Below is an portion of the Morris News Service article that outlines the platform of the two candidates:

Cathy Cox:
* Reduce class size.
* Hire additional teachers, relieve them from non-instructional chores, and give them extra pay for additional training.
* Hire more guidance counselors in elementary and middle schools and require them to draft a individual plan for each sixth grader.
Mark Taylor:
* Fully fund the per-pupil allowances specified in law that have been underfunded in the aftermath of the latest economic recession.
* Give Georgia teachers the highest annual pay raise in the nation.
* Maintain the "65 percent rule" that requires no less than 65 percent of local school-system budgets be spent inside the classroom.

Straw Poll Vote

Check out this site for a straw poll vote onsome state offices.

Monday, June 26, 2006

"Street Money" and Georgia Politics

There's an 800 pound gorilla that sits squarely in the middle of Democratic politics in Georgia. Virtually daily, I am hearing about who is being paid by whom to do field work for various candidates. Real field work is a legitimate, legal and necessary campaign expense. But whether it's called "Street Money", "Gas Money", or "Walking Around Money", sometimes with a wink and a nod, politicians or those who work for them sometimes put large sums of money in the hands of key political contacts to facilitate voter contact and GOTV. Too often, a great deal of that money stays in the contacts possession while little actually trickles out to the street.

Candidates sometimes get what they pay for, and other times, their signs end up in the dump and their literature never makes it out of the car. (I know of one situation where people were paid to canvass and produced tracking sheets showing contact with a recently deceased person, not yet purged from the voter file.) In any given community, locals who are plugged in politically know who the folks are who do this work and know the benefit in paying them and the price of not playing the game.

Some who do this work are really very capable and experienced. They hit the street, touch the voters and get them to the polls. This is a valuable skill at election time and not one taught in your Poly Sci 101 class. Some, however, take money and never intend to do much work, or worse, some take money and consider that payment for not taking your signs down. And sometimes it is a game, with people holding out for the highest bidder in any given race. The question is, where's the line between paying for voter contact and buying voter loyalty? And beyond what line is the candidate actually buying votes?

The idea that a person will be loyal, politically, to the candidate who is willing to put money in their hand is disgusting to me. But, I am a realist, and know that some people can be bought. When I raised this issue with a friend of mine, she said, "You can't be squeamish and stay around politics." She then informed me that when a certain Democrat ran for President, the money came into Georgia in brown paper bags. And I believe her.

Campaign finance reform can never touch the shadowy world of Street Money. While this can be done legally, and legitimately, I suggest that often, it is not.
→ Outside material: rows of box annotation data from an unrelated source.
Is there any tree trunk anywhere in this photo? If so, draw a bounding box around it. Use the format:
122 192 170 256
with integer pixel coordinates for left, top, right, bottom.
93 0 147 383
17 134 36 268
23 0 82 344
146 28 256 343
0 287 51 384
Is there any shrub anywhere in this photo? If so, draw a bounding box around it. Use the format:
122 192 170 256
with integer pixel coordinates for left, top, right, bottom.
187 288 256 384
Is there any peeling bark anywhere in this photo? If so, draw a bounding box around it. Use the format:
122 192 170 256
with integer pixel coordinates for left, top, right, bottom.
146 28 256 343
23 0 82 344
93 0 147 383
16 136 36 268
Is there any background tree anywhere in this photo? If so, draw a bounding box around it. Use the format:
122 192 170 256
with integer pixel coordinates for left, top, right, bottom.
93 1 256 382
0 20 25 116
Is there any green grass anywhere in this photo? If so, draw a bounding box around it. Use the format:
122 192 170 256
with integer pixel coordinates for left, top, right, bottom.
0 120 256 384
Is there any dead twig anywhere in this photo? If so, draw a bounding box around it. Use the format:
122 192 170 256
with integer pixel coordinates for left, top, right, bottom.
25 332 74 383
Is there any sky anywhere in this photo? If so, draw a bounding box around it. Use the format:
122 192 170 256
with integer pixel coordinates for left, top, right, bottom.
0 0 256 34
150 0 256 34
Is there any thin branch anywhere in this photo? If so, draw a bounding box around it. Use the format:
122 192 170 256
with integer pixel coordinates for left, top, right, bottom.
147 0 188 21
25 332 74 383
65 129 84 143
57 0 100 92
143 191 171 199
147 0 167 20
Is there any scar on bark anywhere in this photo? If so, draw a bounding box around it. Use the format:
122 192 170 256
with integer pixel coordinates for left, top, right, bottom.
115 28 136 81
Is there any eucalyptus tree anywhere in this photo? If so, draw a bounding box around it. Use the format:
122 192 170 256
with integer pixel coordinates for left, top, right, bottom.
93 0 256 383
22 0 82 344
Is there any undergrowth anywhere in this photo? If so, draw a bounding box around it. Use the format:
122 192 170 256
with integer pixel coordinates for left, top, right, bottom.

What do you think about this political tradition, and what would you do if you discovered that a candidate you supported was putting money in the bank accounts of the "right" people in order to secure loyalty? Is this an unseemly "given" of Georgia politics?

Rainy days and Mondays

For the past few months, Amy and I have been tracking the IP addresses of the most active commentors to our blogs, and some interesting patterns have emerged. The most vehement anti-Cox comments aren’t coming from grassroots supporters (as the Taylor camp would like you to believe), but from the Taylor campaign itself. The two IPs consistently linked to 5 identities are registered either to Mark Taylor for Governor or Mark Taylor for Lt. Governor.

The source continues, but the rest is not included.